Reportage : 45 minutes chrono, de Victoria à Curepipe

il y a 2 années, 1 mois - 11 Octobre 2022, Le Mauricien
Reportage : 45 minutes chrono, de Victoria à Curepipe
Le trajet de Port-Louis à Curepipe en 45 minutes chrono ! Qui dit mieux ? Certainement pas les milliers d’automobilistes qui rongent leur frein tous les matins à l’heure de pointe…

Le projet a démarré en 2017 et cinq ans après, en 2022, le métro débarque enfin à Curepipe ! Le premier trajet inaugural se fera aujourd’hui en présence du Premier ministre, Pravind Jugnauth, et demain les Curepipiens et Vacoassiens pourront eux aussi parler de « métro, boulot, dodo » pour la première fois. Week-End a eu la chance de faire le dernier rehearsal trip vendredi après-midi, avant le grand dévoilement aujourd’hui. Pendant que l’équipe de Metro Express Limited (MEL) et son CEO Das Mootanah, présents dans le tram à partir de Phœnix, étaient occupés à faire le fine tuning, nous avons eu le temps de enjoy the ride et de découvrir les hautes Plaines Willems autrement.

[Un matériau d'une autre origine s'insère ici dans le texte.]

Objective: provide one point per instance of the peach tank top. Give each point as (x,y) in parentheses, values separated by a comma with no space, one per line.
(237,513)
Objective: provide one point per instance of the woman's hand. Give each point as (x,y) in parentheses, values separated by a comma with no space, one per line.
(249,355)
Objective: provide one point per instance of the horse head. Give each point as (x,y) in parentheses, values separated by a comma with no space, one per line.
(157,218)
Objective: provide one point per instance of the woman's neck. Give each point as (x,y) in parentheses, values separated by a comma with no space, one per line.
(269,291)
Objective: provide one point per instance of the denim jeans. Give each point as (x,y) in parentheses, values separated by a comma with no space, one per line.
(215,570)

15h20. Direction la station de Victoria. Marrant d’utiliser ce terme, alors que l’on s’est habitués à utiliser « la gare » pour les transports en commun et « station » pour quelque chose d’autre… Un encart linguistique qui prouve que ce nouveau mode de transport et de vie est finalement bien entré dans nos mœurs. Donc, direction la station de métro, bondée de monde. Bref, après un brin de causette avec les contrôleurs de gare — d’une politesse louable, admettons-le —, nous commençons notre balade vers… Curepipe. Dans le métro, tout le monde est calme et attend patiemment assis la prochaine… station. Comme d’habitude, beaucoup de jeunes et de seniors. L’on aura beau faire ce trajet plusieurs fois, il faut dire que l’expérience en métro dans une petite île comme la nôtre est… « fun ». L’on se croirait presque en Europe, comme le disent souvent ceux qui l’empruntent pour la première fois. Rapide, confortable, loin du chahut et des klaxons de voitures, dans le car du métro, tout le monde kas une poz, même ceux qui ont eu une place debout.

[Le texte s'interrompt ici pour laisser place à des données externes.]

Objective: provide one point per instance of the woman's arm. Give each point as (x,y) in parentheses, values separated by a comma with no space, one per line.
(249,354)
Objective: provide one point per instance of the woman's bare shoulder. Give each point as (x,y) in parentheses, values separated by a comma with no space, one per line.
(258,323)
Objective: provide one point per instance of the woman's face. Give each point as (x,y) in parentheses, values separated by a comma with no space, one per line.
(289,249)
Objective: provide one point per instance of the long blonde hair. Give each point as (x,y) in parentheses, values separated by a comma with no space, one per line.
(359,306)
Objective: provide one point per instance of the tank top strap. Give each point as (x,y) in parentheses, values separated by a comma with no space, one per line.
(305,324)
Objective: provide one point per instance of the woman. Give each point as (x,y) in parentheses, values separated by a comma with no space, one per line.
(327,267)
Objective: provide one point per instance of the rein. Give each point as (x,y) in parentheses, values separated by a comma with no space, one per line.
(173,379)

La première partie du trajet de Victoria à Quatre-Bornes central, on la connaît déjà pour l’avoir parcourue plusieurs fois ces derniers mois. D’ailleurs, c’est la partie Victoria-Coromandel qui reste la plus belle, avec une vue sur les chaînes de montagnes de Moka… Une manière de redécouvrir les contours d’une île que l’on a appris par cœur dans notre Atlas lors de nos classes d’EVS. Une île que l’on a vu changer à vitesse grand V sans vraiment se rendre compte de sa beauté, de ses paysages, de ses montagnes, de ses champs de canne. Eh oui, comme dit plus haut, dans le métro, l’on « casse sa pause » et Week-End ne s’est pas privé. À 15h49, à la station de Trianon, le métro est quasiment vide avec une dizaine de passagers. Et en trois minutes à peine, nous arrivons à la station de Phœnix. Tout le monde débarque, sauf l’équipe de Week-End, attendant impatiemment de continuer le trajet vers Curepipe.

En voyant le train prendre l’autre voie, l’on se rend vite compte qu’on doit aussi descendre, croyant avoir pris le mauvais train. Finalement, sur la station de Phœnix, une équipe de techniciens de MEL attend aussi et nous indique gentiment qu’il faudra prendre le prochain métro. « Les trial runs ont fini depuis 14h, là on attend le rehearsal train pour le lancement. » Effectivement, les trial runs pour la phase 2c du projet (Phoenix/Curepipe) ont commencé le 21 juillet. Après quelques minutes d’attente, le tram 108 pointe le bout de son nez et l’on commence à sentir l’électricité dans l’air. À bord, le CEO de MEL, Das Mootanah, et son équipe font les derniers ajustements pour le jour-J. Dans la cabine du conducteur, le train captain est concentré. À 16h10, le métro commence le trajet. Et nous voilà partis pour à peu près 20 minutes de voyage.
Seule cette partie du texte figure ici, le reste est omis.